Whoops! Well, he could always just lose the entry fee.
“Let me know if you want some company.”
Again those impenetrable glasses inspected him.
“Green,” he noted the light and trotted across the street.
They dropped down through Myrtle Edwards Park and turned north along the shore of Elliot Bay. The water was busy with ferries and sailboats, a pair of container ships, and a ridiculously tall cruise ship. The wind off the water tasted of the ocean and the mountains beyond, crisp and fresh on the warm afternoon. The sun beat down on them from high in the west, heating his back.
They ran in silence and Angelo worked on finding his rhythm. He used to run a lot, but this last year had been so crazy with the success of the restaurant that he hadn’t been out much. He knew that he’d have to push to be ready in a month, even for just a ten-K.
At Roy Street, Jo turned and cut uphill. A dozen blocks later they were winding through the mansions that covered the western slope of Queen Anne Hill. The narrow twisting streets wound and climbed in a maze-inspired array and he was quickly as lost as the dumbest rat.

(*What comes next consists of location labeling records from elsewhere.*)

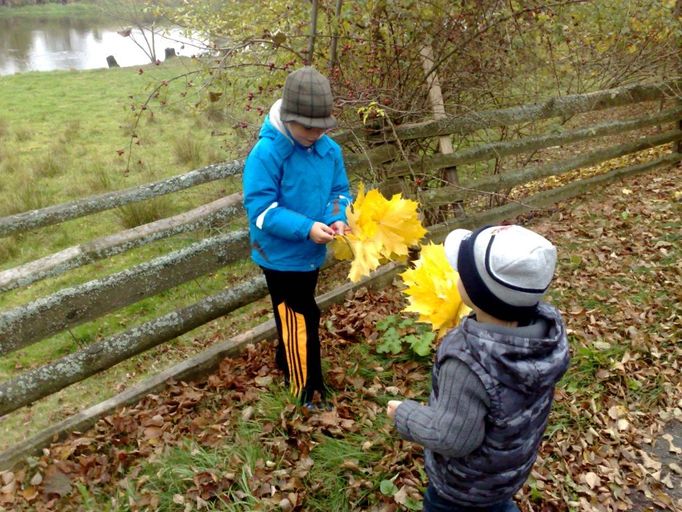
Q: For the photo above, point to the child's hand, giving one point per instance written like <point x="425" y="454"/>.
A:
<point x="391" y="407"/>
<point x="321" y="233"/>
<point x="340" y="228"/>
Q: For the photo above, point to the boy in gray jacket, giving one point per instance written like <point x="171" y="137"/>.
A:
<point x="494" y="375"/>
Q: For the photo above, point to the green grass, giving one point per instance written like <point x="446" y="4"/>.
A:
<point x="61" y="134"/>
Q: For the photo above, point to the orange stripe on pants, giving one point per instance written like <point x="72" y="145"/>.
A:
<point x="295" y="338"/>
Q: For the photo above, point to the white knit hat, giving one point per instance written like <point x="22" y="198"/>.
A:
<point x="505" y="270"/>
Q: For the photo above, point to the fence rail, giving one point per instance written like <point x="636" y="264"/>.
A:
<point x="26" y="324"/>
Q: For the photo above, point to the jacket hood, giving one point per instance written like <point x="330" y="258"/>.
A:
<point x="529" y="358"/>
<point x="274" y="128"/>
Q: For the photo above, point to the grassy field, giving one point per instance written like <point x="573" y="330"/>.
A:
<point x="66" y="135"/>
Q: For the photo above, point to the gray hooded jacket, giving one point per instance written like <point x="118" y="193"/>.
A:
<point x="518" y="369"/>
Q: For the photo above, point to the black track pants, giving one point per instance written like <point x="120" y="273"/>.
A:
<point x="298" y="320"/>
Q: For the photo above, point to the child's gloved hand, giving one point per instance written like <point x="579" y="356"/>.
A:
<point x="392" y="407"/>
<point x="321" y="233"/>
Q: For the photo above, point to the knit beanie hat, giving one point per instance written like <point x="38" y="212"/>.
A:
<point x="307" y="99"/>
<point x="505" y="270"/>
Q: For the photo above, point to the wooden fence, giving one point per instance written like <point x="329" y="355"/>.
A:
<point x="383" y="151"/>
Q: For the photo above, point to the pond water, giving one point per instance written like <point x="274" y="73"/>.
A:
<point x="28" y="44"/>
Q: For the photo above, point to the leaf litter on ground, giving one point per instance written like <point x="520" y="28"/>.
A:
<point x="618" y="284"/>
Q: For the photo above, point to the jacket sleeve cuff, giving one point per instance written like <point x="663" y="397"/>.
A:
<point x="402" y="417"/>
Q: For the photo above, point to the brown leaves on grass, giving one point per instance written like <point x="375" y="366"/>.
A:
<point x="618" y="286"/>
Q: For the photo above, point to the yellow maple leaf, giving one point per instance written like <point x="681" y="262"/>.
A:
<point x="432" y="290"/>
<point x="381" y="230"/>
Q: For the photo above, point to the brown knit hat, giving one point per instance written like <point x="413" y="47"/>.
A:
<point x="307" y="99"/>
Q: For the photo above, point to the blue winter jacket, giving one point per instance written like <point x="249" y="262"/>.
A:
<point x="287" y="187"/>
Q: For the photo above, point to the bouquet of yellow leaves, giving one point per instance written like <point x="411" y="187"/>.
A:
<point x="381" y="230"/>
<point x="432" y="290"/>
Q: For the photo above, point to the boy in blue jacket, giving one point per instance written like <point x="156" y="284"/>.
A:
<point x="295" y="194"/>
<point x="494" y="374"/>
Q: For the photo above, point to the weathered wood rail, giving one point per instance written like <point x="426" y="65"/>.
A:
<point x="26" y="324"/>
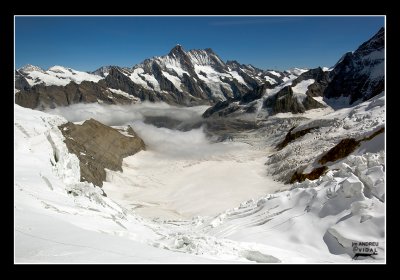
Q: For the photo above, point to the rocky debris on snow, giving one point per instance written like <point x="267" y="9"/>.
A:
<point x="285" y="101"/>
<point x="315" y="174"/>
<point x="98" y="146"/>
<point x="293" y="136"/>
<point x="346" y="147"/>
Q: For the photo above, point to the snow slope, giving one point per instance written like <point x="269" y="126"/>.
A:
<point x="204" y="219"/>
<point x="58" y="219"/>
<point x="56" y="75"/>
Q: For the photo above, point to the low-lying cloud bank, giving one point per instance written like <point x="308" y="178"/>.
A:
<point x="168" y="143"/>
<point x="115" y="115"/>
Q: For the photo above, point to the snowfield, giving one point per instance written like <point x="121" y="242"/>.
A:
<point x="187" y="199"/>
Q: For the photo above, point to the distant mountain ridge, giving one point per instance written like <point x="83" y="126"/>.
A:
<point x="180" y="77"/>
<point x="357" y="76"/>
<point x="200" y="77"/>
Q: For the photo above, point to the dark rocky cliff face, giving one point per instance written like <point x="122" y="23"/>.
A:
<point x="98" y="146"/>
<point x="285" y="101"/>
<point x="359" y="75"/>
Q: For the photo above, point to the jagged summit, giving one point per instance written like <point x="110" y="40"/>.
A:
<point x="177" y="50"/>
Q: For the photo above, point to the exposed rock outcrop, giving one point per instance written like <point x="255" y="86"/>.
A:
<point x="361" y="74"/>
<point x="98" y="146"/>
<point x="41" y="96"/>
<point x="285" y="101"/>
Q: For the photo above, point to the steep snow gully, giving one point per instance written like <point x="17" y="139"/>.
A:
<point x="199" y="195"/>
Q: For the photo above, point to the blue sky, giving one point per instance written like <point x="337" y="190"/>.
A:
<point x="86" y="43"/>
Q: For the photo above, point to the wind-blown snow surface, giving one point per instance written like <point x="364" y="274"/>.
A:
<point x="59" y="219"/>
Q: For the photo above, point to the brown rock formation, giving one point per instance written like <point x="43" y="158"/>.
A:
<point x="98" y="147"/>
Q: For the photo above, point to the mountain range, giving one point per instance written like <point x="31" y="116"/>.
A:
<point x="200" y="77"/>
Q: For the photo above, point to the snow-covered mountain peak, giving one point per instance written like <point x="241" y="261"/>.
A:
<point x="177" y="51"/>
<point x="29" y="68"/>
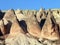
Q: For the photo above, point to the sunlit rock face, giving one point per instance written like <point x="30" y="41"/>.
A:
<point x="30" y="27"/>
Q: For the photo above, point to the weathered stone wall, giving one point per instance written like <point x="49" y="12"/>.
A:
<point x="30" y="27"/>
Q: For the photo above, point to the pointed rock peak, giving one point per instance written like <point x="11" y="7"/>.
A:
<point x="10" y="15"/>
<point x="50" y="29"/>
<point x="41" y="10"/>
<point x="18" y="11"/>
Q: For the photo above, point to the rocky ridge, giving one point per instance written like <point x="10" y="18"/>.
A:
<point x="30" y="27"/>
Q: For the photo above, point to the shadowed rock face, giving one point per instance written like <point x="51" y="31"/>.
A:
<point x="29" y="27"/>
<point x="50" y="28"/>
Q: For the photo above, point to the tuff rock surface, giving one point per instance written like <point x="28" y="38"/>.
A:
<point x="30" y="27"/>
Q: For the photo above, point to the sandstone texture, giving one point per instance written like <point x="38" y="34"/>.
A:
<point x="30" y="27"/>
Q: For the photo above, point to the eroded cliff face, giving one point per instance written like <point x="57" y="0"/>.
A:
<point x="30" y="27"/>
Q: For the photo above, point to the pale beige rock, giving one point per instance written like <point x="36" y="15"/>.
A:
<point x="50" y="29"/>
<point x="41" y="15"/>
<point x="32" y="25"/>
<point x="15" y="28"/>
<point x="2" y="27"/>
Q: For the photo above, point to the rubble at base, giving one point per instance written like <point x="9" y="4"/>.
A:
<point x="30" y="27"/>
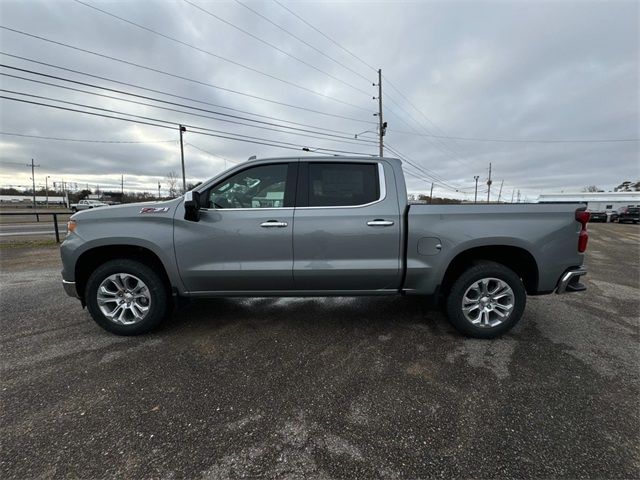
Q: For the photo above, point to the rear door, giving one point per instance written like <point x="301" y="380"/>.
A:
<point x="346" y="227"/>
<point x="244" y="239"/>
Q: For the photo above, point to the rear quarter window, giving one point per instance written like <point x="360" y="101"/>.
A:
<point x="343" y="184"/>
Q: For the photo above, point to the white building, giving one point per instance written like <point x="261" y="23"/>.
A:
<point x="596" y="201"/>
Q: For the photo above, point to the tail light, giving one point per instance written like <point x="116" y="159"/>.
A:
<point x="583" y="217"/>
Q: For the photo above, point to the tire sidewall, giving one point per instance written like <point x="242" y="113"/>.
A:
<point x="477" y="272"/>
<point x="157" y="290"/>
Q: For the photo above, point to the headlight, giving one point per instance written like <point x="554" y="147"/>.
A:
<point x="71" y="226"/>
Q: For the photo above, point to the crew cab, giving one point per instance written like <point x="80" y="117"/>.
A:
<point x="320" y="226"/>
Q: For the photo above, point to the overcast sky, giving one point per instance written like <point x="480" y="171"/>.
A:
<point x="487" y="70"/>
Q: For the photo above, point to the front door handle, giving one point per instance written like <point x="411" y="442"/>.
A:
<point x="378" y="222"/>
<point x="273" y="224"/>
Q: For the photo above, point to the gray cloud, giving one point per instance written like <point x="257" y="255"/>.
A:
<point x="519" y="70"/>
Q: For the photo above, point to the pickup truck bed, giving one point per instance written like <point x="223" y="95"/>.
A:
<point x="320" y="226"/>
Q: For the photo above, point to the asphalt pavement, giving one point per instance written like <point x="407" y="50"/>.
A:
<point x="323" y="388"/>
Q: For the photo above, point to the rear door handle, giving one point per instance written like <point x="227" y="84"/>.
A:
<point x="378" y="222"/>
<point x="273" y="224"/>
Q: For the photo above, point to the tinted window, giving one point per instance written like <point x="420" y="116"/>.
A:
<point x="343" y="184"/>
<point x="258" y="187"/>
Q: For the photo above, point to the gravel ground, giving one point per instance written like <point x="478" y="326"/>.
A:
<point x="323" y="388"/>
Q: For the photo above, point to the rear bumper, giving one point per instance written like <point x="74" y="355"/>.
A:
<point x="570" y="281"/>
<point x="70" y="288"/>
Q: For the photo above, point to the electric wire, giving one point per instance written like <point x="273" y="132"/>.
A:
<point x="163" y="72"/>
<point x="325" y="36"/>
<point x="233" y="62"/>
<point x="341" y="139"/>
<point x="83" y="140"/>
<point x="275" y="47"/>
<point x="301" y="40"/>
<point x="139" y="87"/>
<point x="248" y="139"/>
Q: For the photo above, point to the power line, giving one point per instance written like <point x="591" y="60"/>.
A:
<point x="118" y="82"/>
<point x="514" y="140"/>
<point x="275" y="47"/>
<point x="303" y="41"/>
<point x="339" y="138"/>
<point x="136" y="116"/>
<point x="233" y="62"/>
<point x="13" y="134"/>
<point x="446" y="150"/>
<point x="424" y="170"/>
<point x="325" y="36"/>
<point x="155" y="70"/>
<point x="247" y="139"/>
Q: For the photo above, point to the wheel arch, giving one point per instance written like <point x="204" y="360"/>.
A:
<point x="518" y="259"/>
<point x="92" y="258"/>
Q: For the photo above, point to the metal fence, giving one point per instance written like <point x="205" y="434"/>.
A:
<point x="56" y="228"/>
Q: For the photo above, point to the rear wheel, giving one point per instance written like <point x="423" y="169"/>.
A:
<point x="126" y="297"/>
<point x="486" y="301"/>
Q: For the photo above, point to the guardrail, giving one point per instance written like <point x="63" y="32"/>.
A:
<point x="37" y="215"/>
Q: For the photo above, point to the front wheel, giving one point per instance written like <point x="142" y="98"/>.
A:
<point x="126" y="297"/>
<point x="486" y="301"/>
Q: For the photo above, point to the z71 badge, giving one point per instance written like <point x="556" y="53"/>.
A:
<point x="154" y="209"/>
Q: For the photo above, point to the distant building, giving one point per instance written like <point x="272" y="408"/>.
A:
<point x="608" y="202"/>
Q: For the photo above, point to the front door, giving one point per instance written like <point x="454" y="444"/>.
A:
<point x="243" y="241"/>
<point x="347" y="227"/>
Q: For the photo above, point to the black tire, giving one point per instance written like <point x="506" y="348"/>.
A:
<point x="482" y="270"/>
<point x="159" y="296"/>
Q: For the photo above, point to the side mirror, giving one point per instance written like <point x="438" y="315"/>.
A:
<point x="192" y="206"/>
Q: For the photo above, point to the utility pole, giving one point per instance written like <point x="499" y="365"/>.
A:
<point x="475" y="197"/>
<point x="33" y="179"/>
<point x="489" y="185"/>
<point x="184" y="178"/>
<point x="382" y="126"/>
<point x="46" y="188"/>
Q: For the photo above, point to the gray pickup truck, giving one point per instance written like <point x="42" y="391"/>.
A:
<point x="335" y="226"/>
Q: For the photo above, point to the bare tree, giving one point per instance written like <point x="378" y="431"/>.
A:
<point x="172" y="183"/>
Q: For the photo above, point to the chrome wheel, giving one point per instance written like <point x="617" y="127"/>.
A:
<point x="124" y="298"/>
<point x="488" y="302"/>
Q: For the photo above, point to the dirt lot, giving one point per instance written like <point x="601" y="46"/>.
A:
<point x="323" y="388"/>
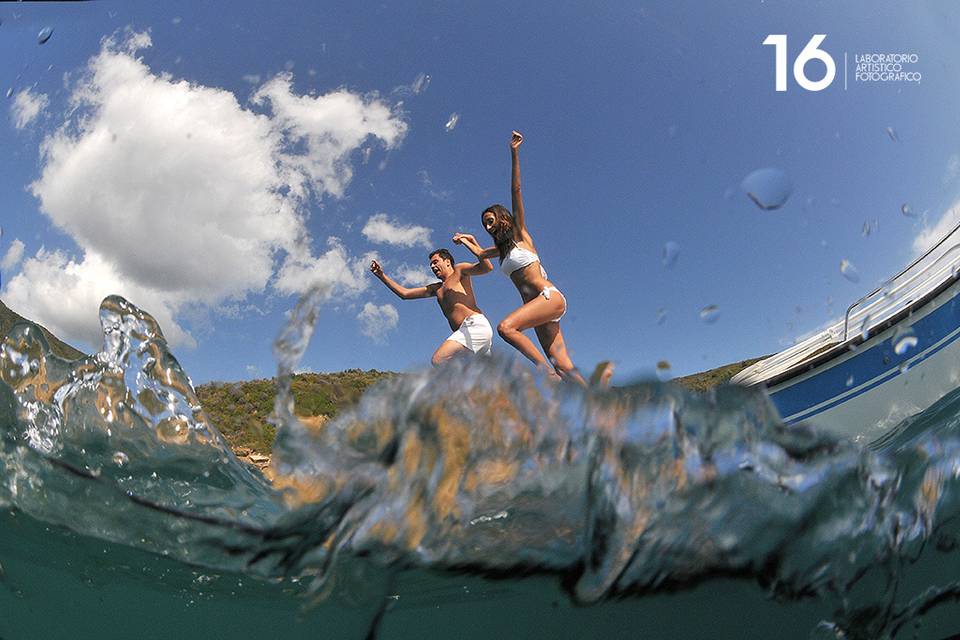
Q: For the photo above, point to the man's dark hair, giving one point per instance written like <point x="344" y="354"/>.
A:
<point x="444" y="255"/>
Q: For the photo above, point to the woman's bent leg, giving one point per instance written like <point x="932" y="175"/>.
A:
<point x="536" y="312"/>
<point x="551" y="339"/>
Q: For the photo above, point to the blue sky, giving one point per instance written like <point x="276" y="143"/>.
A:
<point x="198" y="157"/>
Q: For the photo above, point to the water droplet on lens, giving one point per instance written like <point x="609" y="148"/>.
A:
<point x="710" y="313"/>
<point x="849" y="271"/>
<point x="903" y="341"/>
<point x="44" y="35"/>
<point x="768" y="188"/>
<point x="452" y="121"/>
<point x="663" y="370"/>
<point x="671" y="250"/>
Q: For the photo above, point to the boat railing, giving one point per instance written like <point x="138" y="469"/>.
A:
<point x="871" y="310"/>
<point x="891" y="291"/>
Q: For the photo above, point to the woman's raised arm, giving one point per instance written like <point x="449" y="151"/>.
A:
<point x="515" y="196"/>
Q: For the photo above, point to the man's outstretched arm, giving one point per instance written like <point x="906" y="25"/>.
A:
<point x="402" y="292"/>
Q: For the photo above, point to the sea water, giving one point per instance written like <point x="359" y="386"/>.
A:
<point x="474" y="500"/>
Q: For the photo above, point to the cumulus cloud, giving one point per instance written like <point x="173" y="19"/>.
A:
<point x="385" y="230"/>
<point x="334" y="269"/>
<point x="418" y="86"/>
<point x="377" y="321"/>
<point x="331" y="126"/>
<point x="13" y="256"/>
<point x="176" y="194"/>
<point x="64" y="295"/>
<point x="26" y="107"/>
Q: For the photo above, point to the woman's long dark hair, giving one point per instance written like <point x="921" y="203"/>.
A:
<point x="502" y="228"/>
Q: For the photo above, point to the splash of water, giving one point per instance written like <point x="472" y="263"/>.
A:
<point x="482" y="466"/>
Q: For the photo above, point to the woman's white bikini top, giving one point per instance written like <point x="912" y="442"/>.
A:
<point x="518" y="258"/>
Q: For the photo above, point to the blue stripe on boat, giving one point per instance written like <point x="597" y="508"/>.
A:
<point x="876" y="364"/>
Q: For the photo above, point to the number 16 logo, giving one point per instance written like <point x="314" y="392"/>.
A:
<point x="810" y="52"/>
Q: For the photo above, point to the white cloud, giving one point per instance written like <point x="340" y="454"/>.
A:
<point x="381" y="229"/>
<point x="331" y="126"/>
<point x="64" y="295"/>
<point x="377" y="321"/>
<point x="177" y="195"/>
<point x="418" y="86"/>
<point x="26" y="107"/>
<point x="335" y="269"/>
<point x="13" y="256"/>
<point x="418" y="276"/>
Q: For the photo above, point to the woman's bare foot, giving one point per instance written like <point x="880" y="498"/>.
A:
<point x="602" y="374"/>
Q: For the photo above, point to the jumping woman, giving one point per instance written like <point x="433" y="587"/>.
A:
<point x="543" y="304"/>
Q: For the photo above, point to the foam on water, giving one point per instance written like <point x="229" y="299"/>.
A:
<point x="482" y="467"/>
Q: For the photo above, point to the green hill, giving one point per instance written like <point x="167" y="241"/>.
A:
<point x="8" y="318"/>
<point x="713" y="377"/>
<point x="240" y="409"/>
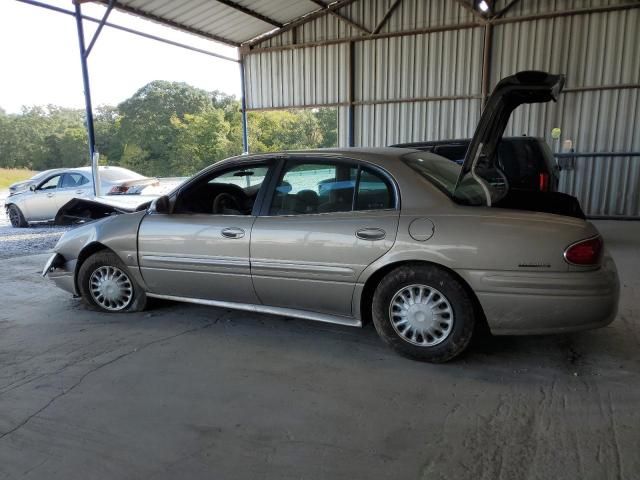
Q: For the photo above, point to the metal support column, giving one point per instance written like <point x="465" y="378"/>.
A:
<point x="486" y="62"/>
<point x="352" y="88"/>
<point x="87" y="97"/>
<point x="243" y="103"/>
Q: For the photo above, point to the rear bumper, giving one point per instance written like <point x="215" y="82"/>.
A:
<point x="531" y="303"/>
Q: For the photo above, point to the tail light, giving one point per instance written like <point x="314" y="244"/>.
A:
<point x="585" y="252"/>
<point x="543" y="182"/>
<point x="118" y="189"/>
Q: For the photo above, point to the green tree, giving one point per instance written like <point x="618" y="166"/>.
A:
<point x="200" y="140"/>
<point x="147" y="120"/>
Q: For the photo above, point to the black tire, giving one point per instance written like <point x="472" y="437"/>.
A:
<point x="456" y="300"/>
<point x="108" y="261"/>
<point x="16" y="218"/>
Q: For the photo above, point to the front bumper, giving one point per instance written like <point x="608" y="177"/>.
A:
<point x="532" y="303"/>
<point x="61" y="272"/>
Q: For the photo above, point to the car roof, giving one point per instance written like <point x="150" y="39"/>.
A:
<point x="461" y="141"/>
<point x="382" y="156"/>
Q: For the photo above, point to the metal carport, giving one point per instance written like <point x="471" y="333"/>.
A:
<point x="409" y="70"/>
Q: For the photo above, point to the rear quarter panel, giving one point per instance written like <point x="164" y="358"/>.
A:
<point x="477" y="238"/>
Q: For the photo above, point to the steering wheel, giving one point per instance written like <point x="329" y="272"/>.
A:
<point x="225" y="200"/>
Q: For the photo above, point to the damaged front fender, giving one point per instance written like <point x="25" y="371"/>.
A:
<point x="82" y="210"/>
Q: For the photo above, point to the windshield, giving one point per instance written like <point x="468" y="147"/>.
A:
<point x="443" y="173"/>
<point x="111" y="174"/>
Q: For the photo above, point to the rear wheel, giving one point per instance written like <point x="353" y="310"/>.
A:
<point x="423" y="312"/>
<point x="16" y="218"/>
<point x="106" y="284"/>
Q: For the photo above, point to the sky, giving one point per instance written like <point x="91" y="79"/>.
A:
<point x="40" y="64"/>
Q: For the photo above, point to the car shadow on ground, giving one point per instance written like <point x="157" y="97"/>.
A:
<point x="488" y="357"/>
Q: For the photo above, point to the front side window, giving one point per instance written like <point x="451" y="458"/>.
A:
<point x="310" y="188"/>
<point x="72" y="180"/>
<point x="230" y="192"/>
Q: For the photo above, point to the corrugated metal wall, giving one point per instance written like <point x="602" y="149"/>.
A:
<point x="429" y="85"/>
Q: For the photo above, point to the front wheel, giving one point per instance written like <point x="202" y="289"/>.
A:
<point x="16" y="218"/>
<point x="106" y="285"/>
<point x="423" y="312"/>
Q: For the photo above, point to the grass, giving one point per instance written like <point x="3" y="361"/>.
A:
<point x="12" y="175"/>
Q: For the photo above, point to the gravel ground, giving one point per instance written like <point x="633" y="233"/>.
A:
<point x="25" y="241"/>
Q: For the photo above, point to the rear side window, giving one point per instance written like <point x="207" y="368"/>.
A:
<point x="310" y="188"/>
<point x="70" y="180"/>
<point x="51" y="183"/>
<point x="374" y="192"/>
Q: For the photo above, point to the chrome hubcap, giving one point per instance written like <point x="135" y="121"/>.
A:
<point x="111" y="288"/>
<point x="421" y="315"/>
<point x="13" y="216"/>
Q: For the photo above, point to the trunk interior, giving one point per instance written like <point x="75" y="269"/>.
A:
<point x="546" y="202"/>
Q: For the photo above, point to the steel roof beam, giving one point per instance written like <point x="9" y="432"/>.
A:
<point x="344" y="18"/>
<point x="36" y="3"/>
<point x="250" y="12"/>
<point x="297" y="22"/>
<point x="382" y="22"/>
<point x="171" y="23"/>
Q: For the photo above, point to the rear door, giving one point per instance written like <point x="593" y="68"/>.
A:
<point x="480" y="166"/>
<point x="325" y="222"/>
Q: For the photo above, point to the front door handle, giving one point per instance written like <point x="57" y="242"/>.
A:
<point x="232" y="232"/>
<point x="371" y="234"/>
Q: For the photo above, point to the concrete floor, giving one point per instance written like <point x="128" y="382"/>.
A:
<point x="184" y="391"/>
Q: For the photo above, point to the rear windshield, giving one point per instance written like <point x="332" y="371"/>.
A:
<point x="443" y="173"/>
<point x="113" y="174"/>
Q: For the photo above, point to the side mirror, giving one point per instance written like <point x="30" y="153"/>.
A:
<point x="161" y="205"/>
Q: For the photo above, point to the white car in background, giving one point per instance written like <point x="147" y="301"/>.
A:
<point x="25" y="184"/>
<point x="41" y="202"/>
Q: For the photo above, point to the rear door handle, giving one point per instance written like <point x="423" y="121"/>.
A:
<point x="371" y="234"/>
<point x="232" y="232"/>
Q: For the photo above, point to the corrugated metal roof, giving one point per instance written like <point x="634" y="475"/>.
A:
<point x="229" y="21"/>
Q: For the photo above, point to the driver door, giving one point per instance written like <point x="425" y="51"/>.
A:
<point x="201" y="249"/>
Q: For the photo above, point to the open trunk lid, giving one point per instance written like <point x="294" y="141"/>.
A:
<point x="480" y="167"/>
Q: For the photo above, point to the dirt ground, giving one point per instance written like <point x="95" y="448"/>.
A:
<point x="183" y="391"/>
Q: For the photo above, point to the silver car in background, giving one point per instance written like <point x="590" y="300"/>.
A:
<point x="425" y="248"/>
<point x="42" y="200"/>
<point x="26" y="184"/>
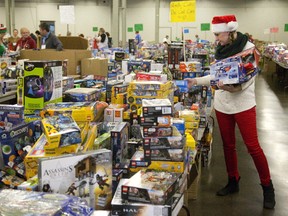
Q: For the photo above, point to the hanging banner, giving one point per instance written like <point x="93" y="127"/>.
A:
<point x="67" y="14"/>
<point x="183" y="11"/>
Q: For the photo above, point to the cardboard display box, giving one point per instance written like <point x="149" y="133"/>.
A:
<point x="74" y="57"/>
<point x="94" y="66"/>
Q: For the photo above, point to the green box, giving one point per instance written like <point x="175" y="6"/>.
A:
<point x="41" y="84"/>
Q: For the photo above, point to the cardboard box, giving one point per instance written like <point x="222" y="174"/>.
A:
<point x="94" y="66"/>
<point x="74" y="57"/>
<point x="74" y="42"/>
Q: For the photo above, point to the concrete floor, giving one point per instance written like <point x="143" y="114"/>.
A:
<point x="272" y="120"/>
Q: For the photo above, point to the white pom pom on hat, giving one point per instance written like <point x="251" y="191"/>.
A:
<point x="226" y="23"/>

“Damn, there’s some serious money here,” he managed to gasp out. He’d seen enough of that, growing up in Russell’s house. These places weren’t as big as the East Coast mansions owned by the New York magnates. The Morgan estate sat on a small island in Old Greenwich, Connecticut with only three other homes across the short causeway that separated them from shore. Their house had been a modest one by Old Greenwich standards, and would be a major one here, but not the biggest or best.
Jo drove up the hills at a steady pace, and he had to struggle to keep up without dying on the slopes. At long last, they crested the hill and ran down along Queen Anne Avenue itself. He could feel his legs unknotting, though his lungs didn’t recover as she upped the pace.
Either she was in as amazing shape as she looked, or she was trying to run him into the ground. Or maybe both. She ran as if a demon dogged her heels but as if winged Mercury, the Greek messenger god himself, had blessed her feet.